In this example, you have stored the user’s true highest level reached—13—in user defaults on Device A; so your app has the information it needs to do what the user expects. When the instance of your app on Device A receives an
NSUbiquitousKeyValueStoreDidChangeExternallyNotification notification, compare the (lower) achievement value that it sees as newly-downloaded from iCloud, with the (higher) value in user defaults. Recognizing that in a level-based game, a user wants to keep building on their highest level achieved, write the true highest level (13 in this example) to key-value storage. iCloud then overwrites the value of 1 with 13 on the iCloud server, and then pushes that (true) highest achievement level to Device B. The iPad’s app instance should then recognize the pushed value of 13 as appropriate, and should overwrite the local user defaults achievement value of “1” with “13.”
Data Size Limits for Key-Value Storage
The total space available in your app’s iCloud key-value storage is 1 MB per user. The maximum number of keys you can specify is 1024, and the size limit for each value associated with a key is 1 MB. For example, if you store a single large value of exactly 1 MB for a single key, that fully consumes your quota for a given user of your app. If you store 1 KB of data for each key, you can use 1,000 key-value pairs.
The maximum length for a key string is 64 bytes using UTF8 encoding. The data size of your cumulative key strings does not count against your 1 MB total quota for iCloud key-value storage; rather, your key strings (which at maximum consume 64 KB) count against a user’s total iCloud allotment.

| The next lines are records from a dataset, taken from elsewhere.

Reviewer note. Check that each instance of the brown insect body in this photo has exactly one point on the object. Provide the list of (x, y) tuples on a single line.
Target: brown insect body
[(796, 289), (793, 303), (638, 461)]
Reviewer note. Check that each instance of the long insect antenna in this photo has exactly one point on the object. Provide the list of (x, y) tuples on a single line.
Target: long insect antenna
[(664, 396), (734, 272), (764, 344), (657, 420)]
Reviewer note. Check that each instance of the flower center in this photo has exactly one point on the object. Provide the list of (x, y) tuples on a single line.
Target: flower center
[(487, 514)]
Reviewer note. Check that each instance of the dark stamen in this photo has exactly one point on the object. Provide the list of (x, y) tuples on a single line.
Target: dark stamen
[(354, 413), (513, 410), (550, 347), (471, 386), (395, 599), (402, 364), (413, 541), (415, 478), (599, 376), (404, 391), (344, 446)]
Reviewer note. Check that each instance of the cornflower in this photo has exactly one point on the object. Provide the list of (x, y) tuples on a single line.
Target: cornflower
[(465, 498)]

If your app has exceeded its quota in key-value storage, the iCloud key-value store posts the
NSUbiquitousKeyValueStoreDidChangeExternallyNotification notification with a value of
NSUbiquitousKeyValueStoreQuotaViolationChange in its user info dictionary.
For more on how to use iCloud key-value storage in your app, see “Storing Preferences in iCloud” in Preferences and Settings Programming Guide, and refer to NSUbiquitousKeyValueStore Class Reference.
Exercise Care When Using NSData Objects as Values
NSData object lets you store arbitrary data as a single value in key-value storage. For example, in a game app, you can use it to upload complex game state to iCloud, as long as it fits within the 1 MB quota.
However, a data object in iCloud is available to be read, modified, and written by every instance of your app on a device attached to a user’s account. Some of these instances could be older versions or running on another platform. Because of this, your data format requires the same careful design and care in handling as you would apply when using document storage, as explained in “Design for Robustness and Cross-Platform Compatibility.”
In addition, the larger your data objects, the more data gets uploaded to iCloud, and down to each attached device, each time you make a change.
For these reasons, Apple recommends that you employ other property list objects, such as
NSDictionary, for your key-value storage values if possible.
Don’t Use Key-Value Storage in Certain Situations
Every app submitted to the App Store or Mac App Store should adopt key-value storage, but some types of data are not appropriate for key-value storage. In a document-based app, for example, it is usually not appropriate to use key-value storage for state information about each document, such as current page or current selection. Instead, store document-specific state, as needed, with each document, as described in “Design for Persistent Document State.”
In addition, avoid using key-value storage for data essential to your app’s behavior when offline; instead, store such data directly into the local user defaults database.